In New York with my kids, and a Snap Pea dinner in Raleigh

by Rob Tiller

St. Patrick's Cathedral from the 35th floor of the New York Palace

St. Patrick’s Cathedral from the 35th floor of the New York Palace

After the Softer Freedom Law Center conference on Friday, I grabbed a cab and headed downtown. The plan was to meet up with Gabe, Jocelyn, and J’s friend Kyle for Italian food and then some jazz. I allowed an hour for the trip from Columbia (116th St.) to the West Village, but the traffic was epically bad, and the trip took almost two hours.

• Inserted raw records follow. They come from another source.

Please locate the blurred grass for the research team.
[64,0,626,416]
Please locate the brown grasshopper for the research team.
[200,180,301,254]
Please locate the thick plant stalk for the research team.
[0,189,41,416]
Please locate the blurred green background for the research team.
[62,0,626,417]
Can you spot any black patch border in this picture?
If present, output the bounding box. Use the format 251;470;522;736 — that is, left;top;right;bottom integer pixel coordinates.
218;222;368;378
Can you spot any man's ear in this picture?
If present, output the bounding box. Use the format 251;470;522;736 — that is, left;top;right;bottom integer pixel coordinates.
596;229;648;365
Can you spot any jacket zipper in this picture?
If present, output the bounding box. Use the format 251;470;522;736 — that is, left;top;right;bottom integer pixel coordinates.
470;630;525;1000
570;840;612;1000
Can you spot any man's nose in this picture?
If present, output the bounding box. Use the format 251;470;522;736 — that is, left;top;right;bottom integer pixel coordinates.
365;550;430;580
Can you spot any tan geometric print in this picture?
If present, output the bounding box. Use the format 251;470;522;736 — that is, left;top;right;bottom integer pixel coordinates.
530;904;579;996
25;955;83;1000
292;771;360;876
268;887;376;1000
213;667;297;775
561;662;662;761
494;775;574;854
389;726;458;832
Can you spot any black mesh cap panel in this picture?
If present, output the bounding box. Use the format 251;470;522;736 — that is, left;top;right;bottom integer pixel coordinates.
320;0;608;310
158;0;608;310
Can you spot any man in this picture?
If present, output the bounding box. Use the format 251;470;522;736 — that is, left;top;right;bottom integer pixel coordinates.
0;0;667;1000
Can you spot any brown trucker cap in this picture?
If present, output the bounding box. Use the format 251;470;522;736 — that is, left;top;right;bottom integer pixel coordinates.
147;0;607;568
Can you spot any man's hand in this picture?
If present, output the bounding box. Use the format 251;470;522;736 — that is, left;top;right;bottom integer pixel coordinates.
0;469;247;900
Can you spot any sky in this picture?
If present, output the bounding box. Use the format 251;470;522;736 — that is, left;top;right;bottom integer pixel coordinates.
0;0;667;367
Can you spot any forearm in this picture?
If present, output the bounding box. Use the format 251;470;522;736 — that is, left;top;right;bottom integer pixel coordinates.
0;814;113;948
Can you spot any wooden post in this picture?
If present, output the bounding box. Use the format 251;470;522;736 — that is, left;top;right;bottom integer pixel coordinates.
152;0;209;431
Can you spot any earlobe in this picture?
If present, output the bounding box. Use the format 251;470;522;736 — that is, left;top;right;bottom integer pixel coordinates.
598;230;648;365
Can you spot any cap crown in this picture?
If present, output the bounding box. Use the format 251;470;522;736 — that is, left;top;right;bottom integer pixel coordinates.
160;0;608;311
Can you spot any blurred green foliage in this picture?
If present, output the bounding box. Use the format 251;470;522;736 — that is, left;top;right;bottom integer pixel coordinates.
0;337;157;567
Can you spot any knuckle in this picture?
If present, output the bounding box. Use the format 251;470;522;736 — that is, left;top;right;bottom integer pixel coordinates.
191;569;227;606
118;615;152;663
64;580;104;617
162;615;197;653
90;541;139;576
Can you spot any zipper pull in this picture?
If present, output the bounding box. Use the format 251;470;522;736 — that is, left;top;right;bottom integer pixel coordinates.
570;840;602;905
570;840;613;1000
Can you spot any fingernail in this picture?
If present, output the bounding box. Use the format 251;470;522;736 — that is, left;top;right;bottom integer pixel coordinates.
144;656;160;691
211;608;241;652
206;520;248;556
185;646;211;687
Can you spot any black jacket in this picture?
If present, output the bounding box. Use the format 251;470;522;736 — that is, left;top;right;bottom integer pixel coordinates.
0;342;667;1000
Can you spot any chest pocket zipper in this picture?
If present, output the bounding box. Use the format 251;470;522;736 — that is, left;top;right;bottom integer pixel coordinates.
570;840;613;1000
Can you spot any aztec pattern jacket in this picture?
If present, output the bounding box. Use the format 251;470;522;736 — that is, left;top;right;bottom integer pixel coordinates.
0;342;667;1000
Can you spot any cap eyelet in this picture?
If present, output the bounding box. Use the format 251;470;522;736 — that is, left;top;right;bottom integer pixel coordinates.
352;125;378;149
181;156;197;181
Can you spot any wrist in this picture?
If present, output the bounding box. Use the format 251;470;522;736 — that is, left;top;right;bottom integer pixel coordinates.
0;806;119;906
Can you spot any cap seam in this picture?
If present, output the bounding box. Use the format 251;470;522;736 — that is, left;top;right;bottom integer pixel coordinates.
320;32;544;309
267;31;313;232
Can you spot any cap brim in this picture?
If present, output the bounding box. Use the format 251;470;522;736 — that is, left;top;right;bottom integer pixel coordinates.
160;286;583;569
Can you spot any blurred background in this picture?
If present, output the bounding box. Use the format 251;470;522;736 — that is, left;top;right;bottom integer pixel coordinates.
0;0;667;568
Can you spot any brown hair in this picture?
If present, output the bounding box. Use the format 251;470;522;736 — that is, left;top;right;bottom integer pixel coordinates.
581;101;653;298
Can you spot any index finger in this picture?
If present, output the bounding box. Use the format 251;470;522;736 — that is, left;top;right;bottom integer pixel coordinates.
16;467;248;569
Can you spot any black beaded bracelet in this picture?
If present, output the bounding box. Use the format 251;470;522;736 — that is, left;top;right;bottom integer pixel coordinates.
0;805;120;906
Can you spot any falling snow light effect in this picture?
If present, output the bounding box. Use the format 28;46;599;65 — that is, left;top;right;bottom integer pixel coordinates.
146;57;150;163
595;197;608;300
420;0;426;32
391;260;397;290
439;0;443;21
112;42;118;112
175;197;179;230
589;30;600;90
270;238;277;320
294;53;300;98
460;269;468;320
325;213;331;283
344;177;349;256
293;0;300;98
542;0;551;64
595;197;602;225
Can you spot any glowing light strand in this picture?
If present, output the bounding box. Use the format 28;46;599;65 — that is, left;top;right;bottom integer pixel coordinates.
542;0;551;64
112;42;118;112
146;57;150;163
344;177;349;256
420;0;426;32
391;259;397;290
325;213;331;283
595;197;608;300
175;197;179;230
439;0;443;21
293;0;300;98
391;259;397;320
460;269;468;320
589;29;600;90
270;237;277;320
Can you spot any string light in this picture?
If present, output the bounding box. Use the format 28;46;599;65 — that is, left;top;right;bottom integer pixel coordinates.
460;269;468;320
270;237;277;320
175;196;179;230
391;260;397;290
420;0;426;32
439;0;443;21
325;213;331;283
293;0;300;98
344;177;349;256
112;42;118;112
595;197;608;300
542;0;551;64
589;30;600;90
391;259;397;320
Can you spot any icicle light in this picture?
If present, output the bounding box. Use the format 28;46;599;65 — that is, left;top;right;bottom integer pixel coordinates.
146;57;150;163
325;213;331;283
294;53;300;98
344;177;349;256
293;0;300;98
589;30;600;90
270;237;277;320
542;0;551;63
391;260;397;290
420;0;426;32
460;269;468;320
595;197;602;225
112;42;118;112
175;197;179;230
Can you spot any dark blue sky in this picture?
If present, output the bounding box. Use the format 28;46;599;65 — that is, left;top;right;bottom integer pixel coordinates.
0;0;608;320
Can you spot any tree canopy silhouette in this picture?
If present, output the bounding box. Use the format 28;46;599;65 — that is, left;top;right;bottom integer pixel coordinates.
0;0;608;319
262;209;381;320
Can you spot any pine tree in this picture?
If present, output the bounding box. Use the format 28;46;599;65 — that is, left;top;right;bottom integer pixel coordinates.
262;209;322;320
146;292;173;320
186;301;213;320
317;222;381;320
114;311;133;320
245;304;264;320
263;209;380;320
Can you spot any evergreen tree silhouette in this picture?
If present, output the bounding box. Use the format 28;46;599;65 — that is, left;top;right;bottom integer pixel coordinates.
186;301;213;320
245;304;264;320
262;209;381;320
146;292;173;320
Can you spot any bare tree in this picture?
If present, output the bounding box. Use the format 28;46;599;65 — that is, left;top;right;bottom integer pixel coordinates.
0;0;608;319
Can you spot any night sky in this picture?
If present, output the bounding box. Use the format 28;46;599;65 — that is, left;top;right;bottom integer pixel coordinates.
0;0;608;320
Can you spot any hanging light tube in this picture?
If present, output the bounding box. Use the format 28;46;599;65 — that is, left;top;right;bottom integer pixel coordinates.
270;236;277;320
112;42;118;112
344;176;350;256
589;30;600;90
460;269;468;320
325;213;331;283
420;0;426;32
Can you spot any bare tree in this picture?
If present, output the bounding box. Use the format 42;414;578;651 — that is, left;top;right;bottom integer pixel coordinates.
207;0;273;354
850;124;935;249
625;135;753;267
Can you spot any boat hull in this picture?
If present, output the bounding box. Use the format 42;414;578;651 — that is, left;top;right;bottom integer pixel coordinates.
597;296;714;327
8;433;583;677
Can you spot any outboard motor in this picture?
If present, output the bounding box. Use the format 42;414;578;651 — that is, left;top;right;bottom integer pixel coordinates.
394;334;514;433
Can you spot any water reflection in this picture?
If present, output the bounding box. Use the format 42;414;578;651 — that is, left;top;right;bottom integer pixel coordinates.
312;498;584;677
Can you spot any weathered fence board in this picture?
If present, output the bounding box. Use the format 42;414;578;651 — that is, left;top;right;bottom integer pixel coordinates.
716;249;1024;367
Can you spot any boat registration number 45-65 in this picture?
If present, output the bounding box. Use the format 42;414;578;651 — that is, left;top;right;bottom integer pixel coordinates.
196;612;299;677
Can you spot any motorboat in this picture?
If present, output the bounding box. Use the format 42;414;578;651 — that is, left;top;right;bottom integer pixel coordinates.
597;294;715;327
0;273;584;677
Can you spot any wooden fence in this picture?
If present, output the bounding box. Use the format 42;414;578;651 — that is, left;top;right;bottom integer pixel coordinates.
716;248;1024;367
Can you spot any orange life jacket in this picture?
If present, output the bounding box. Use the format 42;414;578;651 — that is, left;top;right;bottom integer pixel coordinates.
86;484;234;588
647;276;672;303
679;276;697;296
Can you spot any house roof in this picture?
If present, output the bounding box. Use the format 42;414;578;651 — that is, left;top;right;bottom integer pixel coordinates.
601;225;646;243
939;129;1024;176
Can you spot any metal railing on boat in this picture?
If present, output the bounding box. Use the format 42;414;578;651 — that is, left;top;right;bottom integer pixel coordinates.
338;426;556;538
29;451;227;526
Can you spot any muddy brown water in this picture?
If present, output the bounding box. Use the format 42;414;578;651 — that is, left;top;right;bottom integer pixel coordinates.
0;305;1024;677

My cabbie was a compulsive talker, and he really wanted to talk about Trump. Out of desperation for another subject ā€“ any subject — I started asking him about himself, and learned about his upbringing in Ecuador, his work as a commercial printer with diminishing opportunities as those jobs moved abroad, and his plans to move to California. I ended up liking him.

Olio e Piu, a fine Italian restaurant on Greenwich Ave., was crowded, but they quickly got us a table. My ravioli al funghi was to die for. Afterwards, we walked over to the legendary Village Vanguard and listened to a quartet led by the pianist Enrico Pieranunzi.

Pieranunzi had the elegant pointillism of Bill Evans joined with the percussive emotionality of McCoy Tyner. His original charts were both engaging and bold, and three bandmates were excellent. I particularly loved drummer Clarence Penn, who was a hard-driving yet subtle polyrhythmist with a huge smile, and tenor Seamus Blake channelled the smoldering intensity of John Coltrane. I couldn’t find any online recordings of this current group, but here’s a sample of Pieranunzi’s playing.

st-pats-and-city

On Saturday afternoon Gabe and I went to the Frick. Since he’s well along in his graphic design program at Parsons, he’s got a high level of visual sophistication, but he hadn’t yet experienced the world class collection of old masters there. It was fun sharing some of my favorite paintings, including the Vermeers and Rembrandts. We had an espresso afterwards, and then he headed downtown to do some studio work, and I walked over to the Met Breuer.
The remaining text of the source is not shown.